Using Samsung Magician On Linux
The usage of samsung magician is described in the manual. Also some information on how to use the software can be obtained from sudo ./magician --help
. One thing to know is that you pretty much always have to run magician
as superuser. For example to list the samsung disks attached to your system you would use the command sudo ./magician -L
There are many more operations desribed in the manual.
Installing firmware
The Samsung magician dc manual is vague on how to install firmware (specifically on how to lay out the directory containing the firmware). To see how to install firmware see this answer.
Perfomance update
The 840 evo has a performance update which (I think) is independent from firmware and cannot be done with samsung magician dc. I think this performance update was the original goal of your question, so I will address it. The performance update can be found here. I have not done this update, but the installation guide is there.
Solution 2:
Samsung (Disk) Magician is a firmware update tool to notify you about new firmware releases and installing them. The firmwares are also offered as ISO images on the Samsung website.
Complementary features to the core functionality:
- Display S.M.A.R.T data and total bytes written
- Run a non-comparable Samsung-specific benchmark
- Run TRIM manually
- Debatable Windows-specific "OS Optimization"

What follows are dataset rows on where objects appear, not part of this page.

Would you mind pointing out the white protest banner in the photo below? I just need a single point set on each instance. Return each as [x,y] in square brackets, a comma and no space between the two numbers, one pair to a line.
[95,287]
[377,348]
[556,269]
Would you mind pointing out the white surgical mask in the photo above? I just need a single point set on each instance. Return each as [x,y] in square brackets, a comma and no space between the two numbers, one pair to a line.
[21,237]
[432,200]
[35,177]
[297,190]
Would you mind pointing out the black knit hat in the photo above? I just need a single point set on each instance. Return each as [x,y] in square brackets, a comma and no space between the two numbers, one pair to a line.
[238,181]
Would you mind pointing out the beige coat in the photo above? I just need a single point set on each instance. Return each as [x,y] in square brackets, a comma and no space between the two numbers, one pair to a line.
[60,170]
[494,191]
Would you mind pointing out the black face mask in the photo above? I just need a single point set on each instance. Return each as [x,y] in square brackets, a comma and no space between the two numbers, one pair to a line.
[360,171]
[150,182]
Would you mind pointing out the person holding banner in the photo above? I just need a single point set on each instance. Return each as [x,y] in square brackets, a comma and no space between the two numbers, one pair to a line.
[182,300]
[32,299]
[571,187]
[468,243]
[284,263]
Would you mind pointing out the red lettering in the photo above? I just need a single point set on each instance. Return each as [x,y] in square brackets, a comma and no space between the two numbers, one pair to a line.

- Customize Over Provisioning
- Create media to execute Secure Erase
- Setup RAPID Mode - a feature that may lead to data corruption or decrease in IOPS
- Manage hardware encryption settings
To summarize: A bloated LCARS-like firmware updater with no secret sauce.
If you really want to install it, you can follow Brian Moths's answer. But the software does not seem to offer anything that you cannot do already on Ubuntu (other than Windows-specific features that would not work on Ubuntu anyway). It's simply a GUI.